8) On a lighter note, I wish he would hold his own bottle so i could read while feeding him. This is selfish, I know. But it would be so delightful to get 20 minutes of reading in from time to time! And I know he’s capable of doing it as I’ve witnessed it with my own eyes on a few joyous yet fleeting occasions. He just refuses. He likes to keep his hands free to poke my eyeballs, pull my hair, and learn about teeth since he doesn’t have any of his own:

7) I immediately delete any photos that don’t adequately represent his cuteness. He’s adorable and I cannot allow any evidence that may suggest otherwise to exist.

6) I worry a lot that I’m not doing enough to ensure that he’s smart. Am I supposed to be teaching him things? Should I be reading to him more? Is my “TV on in the background all the time” habit rotting his brain? Perhaps I should stop wasting time worrying and instead invest that time into doing something to further this goal, but, as mentioned, I don’t know what I’m supposed to be doing. So I fret.

5) He’s such a good baby that I feel guilty for ever being tired or wanting a break. It feels wrong to want a reprieve from someone so happy and fun. But…

4) Sometimes I’m secretly happy to hand him over the babysitter so I can work. I honestly would prefer to be a stay-at-home-mom and dream of winning the lottery and making it happen (unfortunately I am too practical to buy lottery tickets and thus this dream is sure to remain unfulfilled), but I’d be lying if I claimed to be sad about the situation every day. There are days when working actually seems easier than parenting and I am happy to let someone else handle that while I use a different part of my brain for a few hours.

3) Any time he doesn’t seem interested in me, I worry that he’s developing autism. As an avid Babysitters Club fan in my youth (and in my adulthood; I may or may not have a box containing books 1-79 in my closet at this very moment), I learned all about autism via the horribly-written and grossly inaccurate Kristy and the Secret of Susan. Despite every other thing I’ve ever read about autism in the ensuing years, I remain convinced that my child could at any moment morph into a catatonic piano-playing savant.

(necessary disclaimer: I would of course still love my child if he were to follow in the aforementioned Susan’s footsteps. And yes, I know not all people with autism are savants. Take it up with Ann M. Martin.)
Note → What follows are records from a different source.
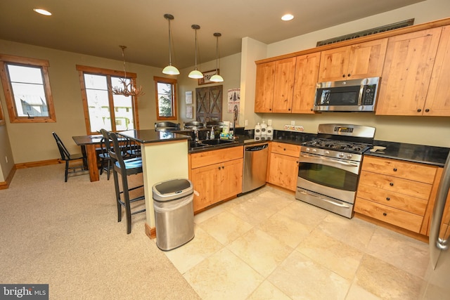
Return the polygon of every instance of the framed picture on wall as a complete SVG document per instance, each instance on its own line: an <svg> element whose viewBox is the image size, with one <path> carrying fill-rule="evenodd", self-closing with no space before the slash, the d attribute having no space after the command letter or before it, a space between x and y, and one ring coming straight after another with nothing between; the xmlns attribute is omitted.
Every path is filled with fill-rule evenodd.
<svg viewBox="0 0 450 300"><path fill-rule="evenodd" d="M202 84L214 84L214 82L210 80L212 77L212 75L215 75L216 74L220 74L220 73L219 72L219 69L217 69L217 73L215 70L203 72L202 73L203 73L203 78L200 78L200 79L198 79L199 86L201 86Z"/></svg>

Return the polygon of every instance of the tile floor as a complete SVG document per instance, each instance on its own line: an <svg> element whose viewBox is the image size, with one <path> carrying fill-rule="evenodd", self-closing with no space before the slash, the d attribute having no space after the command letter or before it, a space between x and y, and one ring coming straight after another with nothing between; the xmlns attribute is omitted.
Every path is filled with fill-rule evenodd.
<svg viewBox="0 0 450 300"><path fill-rule="evenodd" d="M165 252L203 299L416 299L428 244L264 187L195 216Z"/></svg>

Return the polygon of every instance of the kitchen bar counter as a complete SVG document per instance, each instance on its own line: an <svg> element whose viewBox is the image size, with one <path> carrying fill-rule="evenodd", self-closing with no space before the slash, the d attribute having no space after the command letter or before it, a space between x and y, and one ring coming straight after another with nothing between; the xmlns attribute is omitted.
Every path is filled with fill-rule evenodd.
<svg viewBox="0 0 450 300"><path fill-rule="evenodd" d="M154 129L129 130L118 133L141 144L144 193L146 196L146 233L156 237L153 186L161 181L188 179L189 137Z"/></svg>

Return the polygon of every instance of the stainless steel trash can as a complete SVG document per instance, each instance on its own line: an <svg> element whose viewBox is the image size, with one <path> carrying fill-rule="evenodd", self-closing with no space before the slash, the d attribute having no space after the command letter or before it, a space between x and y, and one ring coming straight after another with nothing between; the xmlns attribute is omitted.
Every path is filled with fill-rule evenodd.
<svg viewBox="0 0 450 300"><path fill-rule="evenodd" d="M152 188L156 245L177 248L194 237L193 187L188 179L162 181Z"/></svg>

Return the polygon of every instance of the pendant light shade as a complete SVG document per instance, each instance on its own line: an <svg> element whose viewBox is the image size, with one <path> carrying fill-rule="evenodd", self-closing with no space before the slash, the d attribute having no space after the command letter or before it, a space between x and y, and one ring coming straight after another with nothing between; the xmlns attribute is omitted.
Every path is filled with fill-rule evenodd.
<svg viewBox="0 0 450 300"><path fill-rule="evenodd" d="M197 25L193 25L191 26L193 30L195 30L195 68L191 71L189 74L188 75L189 78L193 78L195 79L198 79L200 78L203 78L203 74L197 70L197 30L200 29L200 26Z"/></svg>
<svg viewBox="0 0 450 300"><path fill-rule="evenodd" d="M212 75L210 80L212 82L222 82L224 79L219 74L219 37L221 36L221 34L215 32L214 36L216 37L216 74Z"/></svg>
<svg viewBox="0 0 450 300"><path fill-rule="evenodd" d="M174 20L174 16L169 13L166 13L164 15L164 18L167 20L169 22L169 65L162 70L162 72L168 75L178 75L180 74L180 71L179 71L176 67L172 65L172 32L170 30L170 20Z"/></svg>

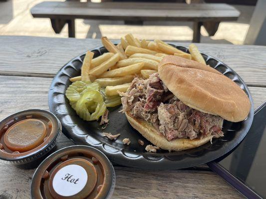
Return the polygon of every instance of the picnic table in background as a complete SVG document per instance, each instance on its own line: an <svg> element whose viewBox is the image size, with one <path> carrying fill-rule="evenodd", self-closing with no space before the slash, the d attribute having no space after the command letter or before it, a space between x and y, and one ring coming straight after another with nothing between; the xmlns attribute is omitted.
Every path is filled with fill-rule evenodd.
<svg viewBox="0 0 266 199"><path fill-rule="evenodd" d="M56 33L65 24L68 36L75 37L75 19L121 20L127 24L143 21L190 21L194 22L193 42L200 42L201 27L210 36L216 32L222 21L236 20L240 13L225 3L179 3L153 2L81 2L78 1L43 1L32 7L33 17L49 18Z"/></svg>
<svg viewBox="0 0 266 199"><path fill-rule="evenodd" d="M174 44L188 46L188 43ZM0 119L21 110L49 110L52 77L72 58L101 46L100 40L0 36ZM266 47L197 44L200 50L224 62L251 92L255 108L266 100ZM63 134L57 149L74 144ZM114 165L113 198L244 198L206 165L179 170L148 171ZM0 198L30 198L35 169L0 164Z"/></svg>

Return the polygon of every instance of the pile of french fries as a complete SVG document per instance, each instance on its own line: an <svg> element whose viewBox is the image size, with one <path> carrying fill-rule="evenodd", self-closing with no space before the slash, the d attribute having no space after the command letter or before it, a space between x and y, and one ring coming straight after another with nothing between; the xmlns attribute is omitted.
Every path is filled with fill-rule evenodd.
<svg viewBox="0 0 266 199"><path fill-rule="evenodd" d="M162 41L141 41L128 34L121 38L116 46L107 37L102 37L103 46L109 51L93 58L94 53L88 51L81 67L81 75L70 79L97 82L105 88L105 95L118 96L118 91L126 91L136 76L148 79L150 75L158 72L158 66L163 57L175 55L192 59L206 64L198 48L190 45L190 54L187 53Z"/></svg>

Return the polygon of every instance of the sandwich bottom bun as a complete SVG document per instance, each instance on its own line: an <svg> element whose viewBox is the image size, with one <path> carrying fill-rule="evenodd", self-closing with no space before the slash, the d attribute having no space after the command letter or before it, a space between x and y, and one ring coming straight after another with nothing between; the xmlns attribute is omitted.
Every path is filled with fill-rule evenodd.
<svg viewBox="0 0 266 199"><path fill-rule="evenodd" d="M181 151L192 149L207 143L211 141L213 135L203 138L202 139L177 138L170 141L168 141L158 130L150 123L141 119L137 119L127 111L125 113L127 120L131 126L139 131L146 139L153 144L160 148L170 151Z"/></svg>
2) Now that he falls asleep on his own, I miss rocking him to sleep in my arms. I actually get really excited when he needs to be rocked back to sleep every once in a while, because during the day he never wants to snuggle with me for more than two minutes at a time (he’d much rather be climbing on me or throwing toys or trying to crawl behind the TV). I just don’t want to have to do it every night.

1) I think I’m a really good mom. I’m not perfect by a longshot, and I’m admittedly quite insane. But despite all my worries and all the self-deprecation, I can’t help but look at this face and think “I must be doing something right”:

Shit, now I’m out of things to blog about. Let’s hope Bubba does something cute and/or gives me a new reason to worry* ASAP so I have something to write about.

*something innocuous, of course. I feel I must include this qualifier lest I invite pain and suffering upon myself; The Universe is a spiteful bitch.

5 thoughts on “Top Ten Tuesday: Mommy Confessional

  1. I love that you worry. Believe you me, I see way toooo many parents at work who aren’t worried enough. Better to worry a little over his piano-savant possibilities than not be worried enough because he’s three and not talking. FYI, that’s totally a reason to worry! I’m confident you’ll keep the worry to a minimum. Because anyone with that many BabySitter Club books to catch up on can’t worry that much.

  2. I love these posts…they remind me of the mom-to-a-baby days!!! I missed that Babysitter Club book…I must have been too old by the time that one came out!

  3. I STILL freak out all the time when my daughter sleeps too long, which always results in me waking her up by checking on her, then having a cranky baby the rest of the day. Moral of the story? If she’s dead, me barging in there won’t change things, so I might as well let her sleep for another half hour.